A program from the 23rd Annual Academy Awards – when Krasner’s movie All About Eve received a record-breaking 14 nominations – and a signed Christmas card from American costume designer Charles LeMaire are just one of the rare pictures from Krasner’s archive that will be on sale.
The two had worked together on All About Eve and would go on to work together on The Seven Year Itch.
Krasner’s work with Marilyn Monroe and their shared filmography includes All About Eve, Monkey Business, O. Henry’s Full House, The Seven Year Itch and Bus Stop.”
That iconic scene from The Seven Year Itch – and the dress worn by Marilyn as she stood over the subway grate – is constantly being referenced in popular culture. One recent example is this magazine ad for the Marilyn-themed Sexy Hair brand.
On Immortal Marilyn this week, Marijane Gray unravels the mystery of what happened to that dress, designed by Marilyn’s regular costumer, Travilla.
“The white pleated halter dress that Marilyn Monroe wore in The Seven Year Itch is always described in superlatives: most iconic, most recognized, most recreated, most expensive.
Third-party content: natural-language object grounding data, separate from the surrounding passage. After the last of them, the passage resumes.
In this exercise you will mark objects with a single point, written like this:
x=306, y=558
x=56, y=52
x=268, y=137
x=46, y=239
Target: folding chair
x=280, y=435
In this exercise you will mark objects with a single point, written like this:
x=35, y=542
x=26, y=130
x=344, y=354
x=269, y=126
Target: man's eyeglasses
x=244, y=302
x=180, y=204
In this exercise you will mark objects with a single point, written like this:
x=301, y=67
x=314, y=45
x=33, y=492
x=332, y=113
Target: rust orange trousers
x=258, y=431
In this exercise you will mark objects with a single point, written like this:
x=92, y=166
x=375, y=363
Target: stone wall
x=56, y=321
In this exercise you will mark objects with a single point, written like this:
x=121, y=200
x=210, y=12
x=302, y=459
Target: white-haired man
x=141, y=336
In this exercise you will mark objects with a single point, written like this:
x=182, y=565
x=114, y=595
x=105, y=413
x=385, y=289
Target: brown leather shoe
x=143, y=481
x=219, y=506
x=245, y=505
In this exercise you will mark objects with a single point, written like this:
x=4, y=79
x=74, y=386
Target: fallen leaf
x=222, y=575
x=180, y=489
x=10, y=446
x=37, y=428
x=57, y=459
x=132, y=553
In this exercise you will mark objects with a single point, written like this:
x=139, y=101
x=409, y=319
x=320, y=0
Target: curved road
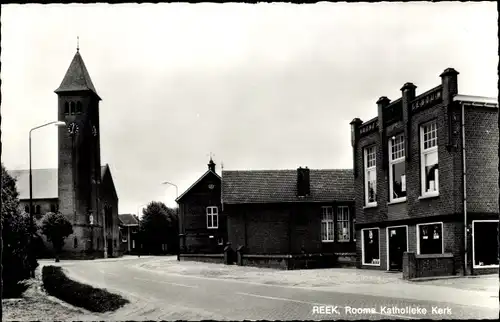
x=156, y=296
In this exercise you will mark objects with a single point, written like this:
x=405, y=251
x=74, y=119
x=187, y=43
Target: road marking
x=163, y=282
x=313, y=303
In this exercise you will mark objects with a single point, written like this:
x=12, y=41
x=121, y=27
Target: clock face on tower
x=73, y=128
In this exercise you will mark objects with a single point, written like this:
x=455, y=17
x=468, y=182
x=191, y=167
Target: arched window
x=78, y=107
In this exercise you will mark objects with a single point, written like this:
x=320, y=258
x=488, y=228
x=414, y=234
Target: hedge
x=57, y=284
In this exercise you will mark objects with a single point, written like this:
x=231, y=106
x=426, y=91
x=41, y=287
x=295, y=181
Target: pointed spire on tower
x=77, y=77
x=211, y=163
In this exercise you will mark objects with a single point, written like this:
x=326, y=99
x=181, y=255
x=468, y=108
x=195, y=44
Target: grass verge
x=57, y=284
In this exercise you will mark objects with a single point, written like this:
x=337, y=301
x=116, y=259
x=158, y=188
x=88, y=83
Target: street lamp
x=177, y=209
x=140, y=208
x=32, y=253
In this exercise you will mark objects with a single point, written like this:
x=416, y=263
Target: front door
x=397, y=246
x=110, y=247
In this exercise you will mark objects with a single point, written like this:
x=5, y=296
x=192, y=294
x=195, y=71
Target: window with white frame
x=370, y=175
x=430, y=238
x=429, y=159
x=370, y=246
x=485, y=243
x=212, y=217
x=397, y=168
x=220, y=241
x=327, y=224
x=343, y=227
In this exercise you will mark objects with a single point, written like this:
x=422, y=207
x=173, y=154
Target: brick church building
x=80, y=188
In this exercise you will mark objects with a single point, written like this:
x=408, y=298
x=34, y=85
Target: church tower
x=79, y=162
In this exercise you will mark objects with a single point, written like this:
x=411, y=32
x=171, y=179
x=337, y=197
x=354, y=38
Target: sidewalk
x=481, y=291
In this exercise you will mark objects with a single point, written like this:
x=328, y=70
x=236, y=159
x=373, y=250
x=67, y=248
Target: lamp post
x=91, y=220
x=32, y=253
x=140, y=208
x=177, y=209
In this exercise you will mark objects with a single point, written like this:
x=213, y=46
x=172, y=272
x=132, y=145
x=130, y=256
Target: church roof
x=128, y=220
x=77, y=77
x=45, y=184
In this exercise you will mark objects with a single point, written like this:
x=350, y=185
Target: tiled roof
x=128, y=220
x=45, y=184
x=272, y=186
x=77, y=77
x=194, y=184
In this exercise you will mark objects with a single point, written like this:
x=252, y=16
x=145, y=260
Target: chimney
x=408, y=94
x=355, y=125
x=303, y=183
x=211, y=165
x=381, y=105
x=449, y=81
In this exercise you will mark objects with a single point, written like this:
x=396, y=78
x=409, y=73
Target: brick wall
x=268, y=230
x=482, y=169
x=194, y=216
x=417, y=266
x=481, y=135
x=108, y=196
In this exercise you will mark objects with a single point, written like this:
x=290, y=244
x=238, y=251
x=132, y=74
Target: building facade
x=202, y=225
x=129, y=228
x=426, y=179
x=80, y=188
x=290, y=213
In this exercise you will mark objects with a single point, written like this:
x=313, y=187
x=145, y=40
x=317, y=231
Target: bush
x=57, y=284
x=15, y=235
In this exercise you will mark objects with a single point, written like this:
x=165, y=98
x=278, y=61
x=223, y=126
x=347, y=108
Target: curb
x=435, y=278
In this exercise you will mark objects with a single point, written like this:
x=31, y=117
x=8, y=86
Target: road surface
x=157, y=296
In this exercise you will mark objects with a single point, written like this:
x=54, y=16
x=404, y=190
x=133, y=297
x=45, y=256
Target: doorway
x=397, y=239
x=110, y=247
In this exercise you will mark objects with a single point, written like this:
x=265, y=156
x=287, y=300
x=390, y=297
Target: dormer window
x=78, y=108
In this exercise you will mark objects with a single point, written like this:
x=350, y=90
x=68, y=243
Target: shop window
x=485, y=243
x=430, y=238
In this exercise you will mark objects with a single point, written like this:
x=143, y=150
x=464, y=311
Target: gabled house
x=129, y=229
x=426, y=182
x=202, y=226
x=285, y=214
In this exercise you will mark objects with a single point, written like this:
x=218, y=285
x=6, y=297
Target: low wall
x=291, y=262
x=269, y=261
x=207, y=258
x=485, y=270
x=429, y=265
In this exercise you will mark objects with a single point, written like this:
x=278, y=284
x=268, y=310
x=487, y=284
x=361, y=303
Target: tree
x=158, y=226
x=15, y=239
x=56, y=227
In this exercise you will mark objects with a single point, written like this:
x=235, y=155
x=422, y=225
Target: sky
x=260, y=86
It can also be called the most mysterious: how many copies of the dress were there? Is there another one in existence, hidden away all these years? Did Marilyn herself own a copy of the dress, and if so, where did it end up? And perhaps most intriguing: was a copy of the dress really stolen back in 1993?”
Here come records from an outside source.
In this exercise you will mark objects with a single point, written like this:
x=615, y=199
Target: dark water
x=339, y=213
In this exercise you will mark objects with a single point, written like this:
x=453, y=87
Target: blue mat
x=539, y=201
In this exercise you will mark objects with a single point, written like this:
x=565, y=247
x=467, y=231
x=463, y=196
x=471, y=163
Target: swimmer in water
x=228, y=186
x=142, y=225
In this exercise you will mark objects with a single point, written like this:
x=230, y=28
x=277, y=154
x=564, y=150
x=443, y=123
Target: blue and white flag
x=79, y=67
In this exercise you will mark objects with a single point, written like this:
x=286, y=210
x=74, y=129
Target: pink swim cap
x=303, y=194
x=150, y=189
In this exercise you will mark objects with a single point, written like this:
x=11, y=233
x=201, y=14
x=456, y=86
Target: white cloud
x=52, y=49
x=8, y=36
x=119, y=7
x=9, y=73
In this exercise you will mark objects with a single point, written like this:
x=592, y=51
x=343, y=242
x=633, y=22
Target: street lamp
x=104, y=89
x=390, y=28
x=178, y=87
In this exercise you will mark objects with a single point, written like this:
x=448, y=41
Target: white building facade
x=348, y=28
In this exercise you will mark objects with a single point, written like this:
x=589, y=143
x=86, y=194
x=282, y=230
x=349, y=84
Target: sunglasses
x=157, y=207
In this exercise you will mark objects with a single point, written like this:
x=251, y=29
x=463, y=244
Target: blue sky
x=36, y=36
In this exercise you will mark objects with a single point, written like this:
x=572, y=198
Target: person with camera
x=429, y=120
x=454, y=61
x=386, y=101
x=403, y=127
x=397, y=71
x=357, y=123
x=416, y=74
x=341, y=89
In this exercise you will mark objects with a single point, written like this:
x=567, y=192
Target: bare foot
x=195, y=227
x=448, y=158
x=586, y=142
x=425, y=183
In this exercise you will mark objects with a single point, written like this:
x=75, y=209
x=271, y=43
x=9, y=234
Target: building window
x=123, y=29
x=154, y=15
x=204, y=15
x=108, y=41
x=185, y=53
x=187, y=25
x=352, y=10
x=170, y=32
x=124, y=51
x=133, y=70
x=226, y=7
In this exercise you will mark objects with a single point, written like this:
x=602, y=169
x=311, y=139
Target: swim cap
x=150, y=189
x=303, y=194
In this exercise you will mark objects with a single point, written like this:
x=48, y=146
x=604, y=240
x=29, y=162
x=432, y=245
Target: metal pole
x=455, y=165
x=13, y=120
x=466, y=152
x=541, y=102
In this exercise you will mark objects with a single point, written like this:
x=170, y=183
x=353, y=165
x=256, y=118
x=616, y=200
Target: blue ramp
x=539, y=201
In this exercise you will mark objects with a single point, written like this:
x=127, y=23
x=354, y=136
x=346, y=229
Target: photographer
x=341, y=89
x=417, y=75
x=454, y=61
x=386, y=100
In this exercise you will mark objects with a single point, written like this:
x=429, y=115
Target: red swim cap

Also this week, Keena Al-Wahaidi reviews the movie that started it all for The Medium, the student magazine for the University of Toronto. (Incidentally, the campus is based at Mississauga, which is also home to a skyscraper complex whose curvaceous design has earned the nickname The Marilyn Monroe Towers.)
“The most notable aspect of The Girl is her obliviousness towards her own allure …. The most dubious fixture of this film is the lack of identity in Monroe’s character. The reason for her ambiguity is because she’s nameless … However, Monroe’s lack of identity contributes to the mystery of the film’s plot. Regardless of the immorality of the situation, we find ourselves rooting for Richard and The Girl. Despite the futility of their relationship, or perhaps owing to it, their fling is undeniably enthralling.”
Some Like It Hot will be screened at 8pm on St February 14 at the Old Market in Hove, East Sussex. Its connection to the most romantic day of the year is an unlikely one, as the story begins in Chicago, on the night of the St Valentine’s Day massacre. But Empire magazine’s Angie Errigo describes the 1959 farce as ‘a joyful classic which delivers on comedic value no matter how many times you’ve seen it.’
Bus Stop will be screened at the Waupaca Area Public Library in Wisconsin on February 2 at 1:30 pm, kicking off a month-long film series on the theme of ‘Going Places’, reports the Waupaca County News. Dr Jack Rhodes, who will provide an introduction, chose the 1956 movie, filmed partly on location in Arizona and Idaho, because of Marilyn’s ‘breakthrough performance as an actress, William Inge’s creation of several memorable characters, and the appropriateness of this romantic film for the approach of Valentine’s Day.’
With the lost footage from the New York location shoot for The Seven Year Itch now making headlines, it’s a good time to revisit Marilyn’s most famous movie scene, as Ian Freer does in ‘Story of the Shot’, published in the February issue of UK film magazine Empire.